To construct a 90% confidence interval for the population mean of all the numbers of hours slept by college students the night before finals, let's go through the required steps.

Given Data:

• Sample size (n) = 17
• Sample mean (\(\bar{x}\)) = 6.875 hours
• Sample standard deviation (s) = 2.012 hours

1. Sample Size:

The sample size (n) is 17.

2. Point Estimate:

The point estimate for the population mean is the sample mean, which is 6.875 hours.

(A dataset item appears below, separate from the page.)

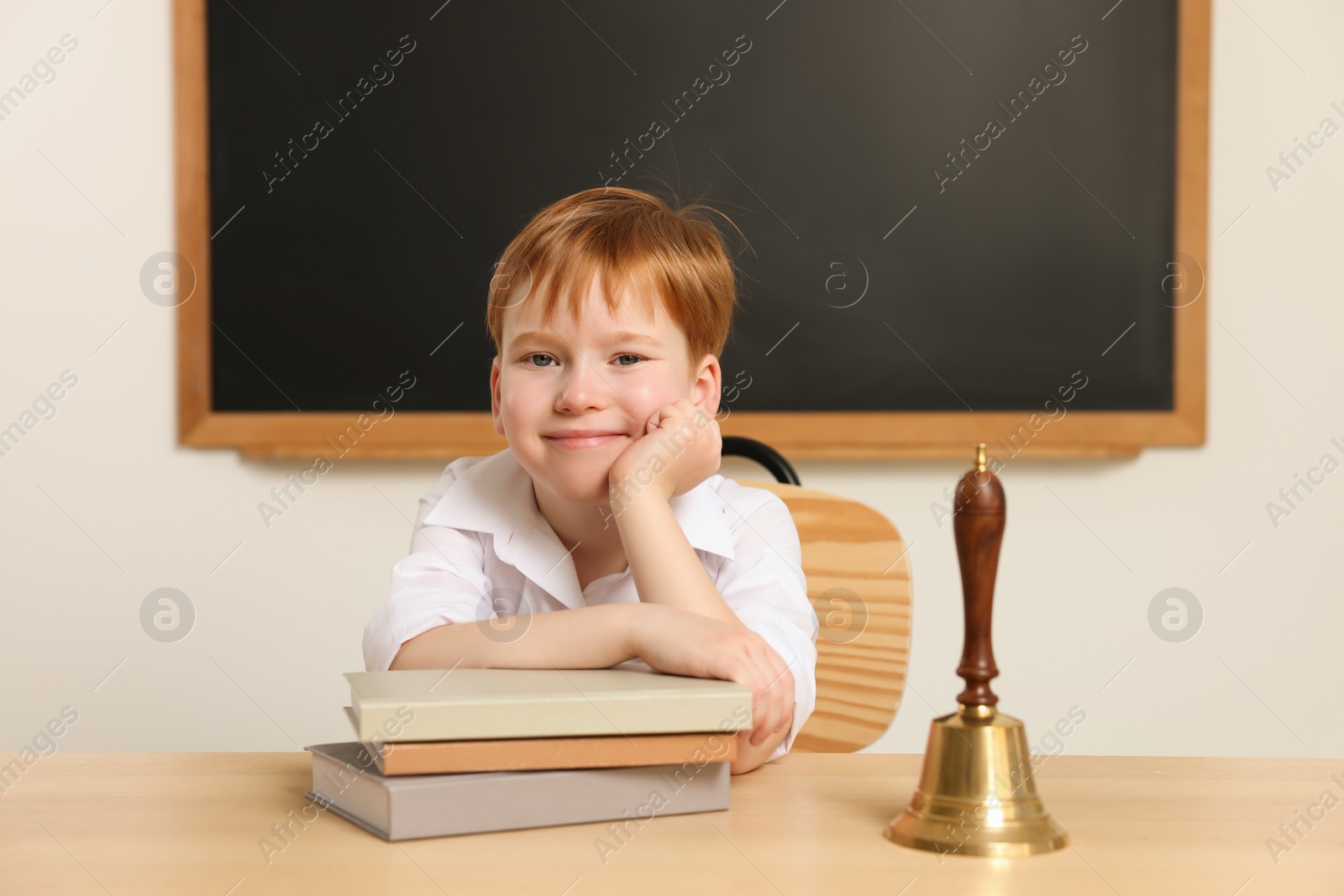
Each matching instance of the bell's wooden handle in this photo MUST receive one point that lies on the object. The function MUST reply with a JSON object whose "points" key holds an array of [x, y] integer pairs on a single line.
{"points": [[979, 512]]}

3. Sample Standard Deviation:

The sample standard deviation is given as 2.012 hours.

4. Critical Value:

To find the critical value for a 90% confidence interval, we can use the t-distribution because the sample size is small (n < 30) and we are estimating the population mean.

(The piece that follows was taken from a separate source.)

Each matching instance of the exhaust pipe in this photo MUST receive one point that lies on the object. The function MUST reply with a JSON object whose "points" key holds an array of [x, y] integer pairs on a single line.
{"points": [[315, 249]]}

• The degrees of freedom (df) for this case: \[ df = n - 1 = 17 - 1 = 16 \]

• For a 90% confidence interval, the significance level (\(\alpha\)) is 0.10, and the area in each tail is \( \alpha/2 = 0.05 \).

Using a t-table or calculator to find the critical t-value for 16 degrees of freedom at a significance level of 0.05 (for one tail):

• The critical t-value (\(t^*\)) for a 90% confidence interval and 16 degrees of freedom is approximately 1.745.

Summary of Values:

• Sample Size (n): 17
• Point Estimate: 6.875 hours
• Sample Standard Deviation (s): 2.012 hours
• Critical Value (t)*: 1.745

5. Constructing the Confidence Interval:

To construct the confidence interval, we use the formula:

\[ CI = \bar{x} \pm t^* \left( \frac{s}{\sqrt{n}} \right) \]

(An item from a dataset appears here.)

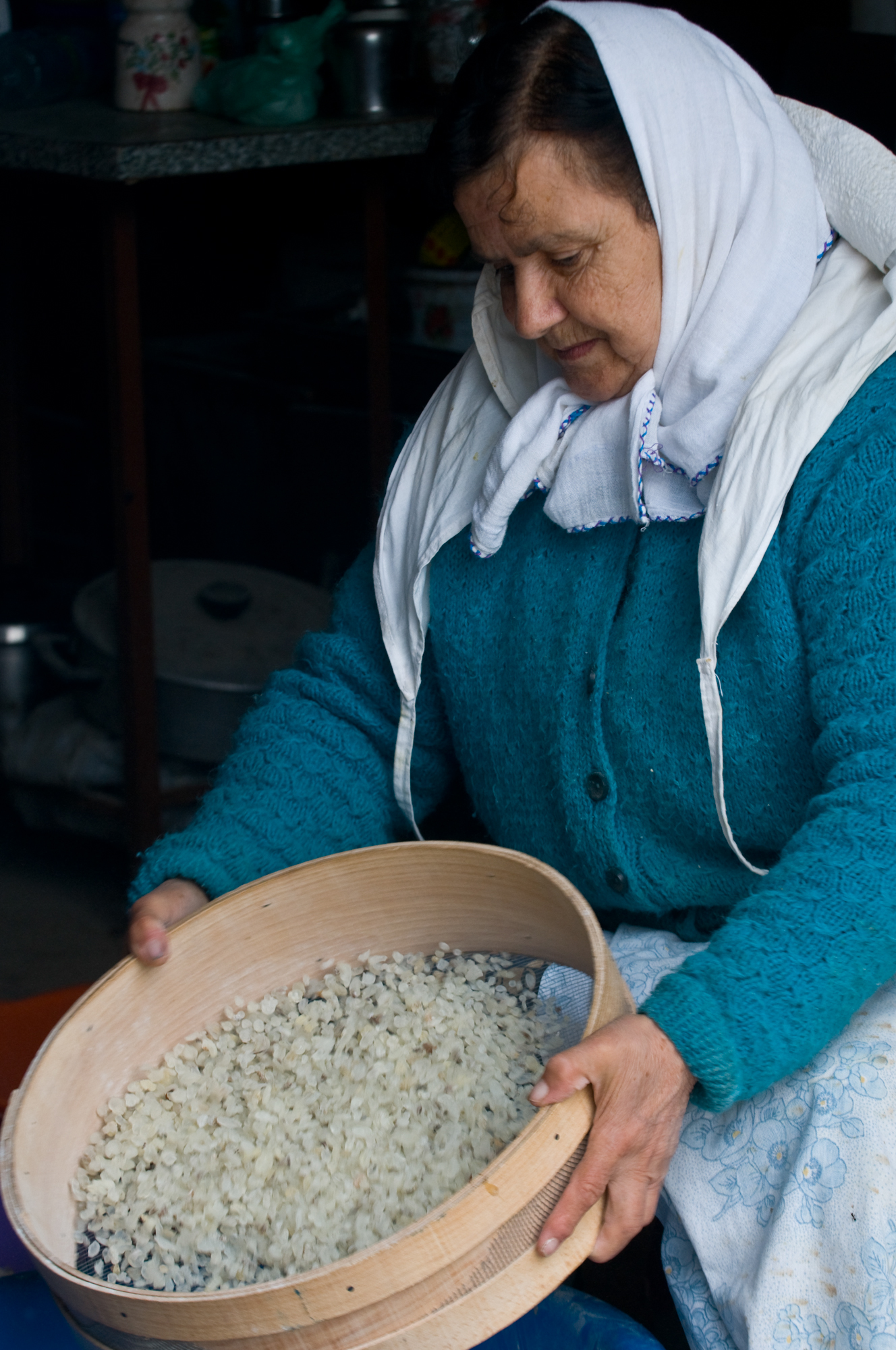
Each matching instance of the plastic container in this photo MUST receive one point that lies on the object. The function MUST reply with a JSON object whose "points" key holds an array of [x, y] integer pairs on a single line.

Calculating the margin of error:

1. Calculate \( \frac{s}{\sqrt{n}} \): \[ \frac{s}{\sqrt{n}} = \frac{2.012}{\sqrt{17}} \approx \frac{2.012}{4.123} \approx 0.488 \]

2. Calculate the margin of error (ME): \[ ME = t^* \left( \frac{s}{\sqrt{n}} \right) = 1.745 \times 0.488 \approx 0.852 \]

3. Now calculate the confidence interval: \[ CI = \bar{x} \pm ME = 6.875 \pm 0.852 \]

   • Lower Bound: \( 6.875 - 0.852 \approx 6.023 \)
   • Upper Bound: \( 6.875 + 0.852 \approx 7.727 \)

Confidence Interval:

The 90% confidence interval for the population mean hours slept is approximately: \[ (6.023 , \text{hours}, 7.727 , \text{hours}) \]

Conclusion:

The reported mean of 8.29 hours is outside of this confidence interval. Therefore, the confidence interval does contradict the report's claim that the mean is 8.29 hours.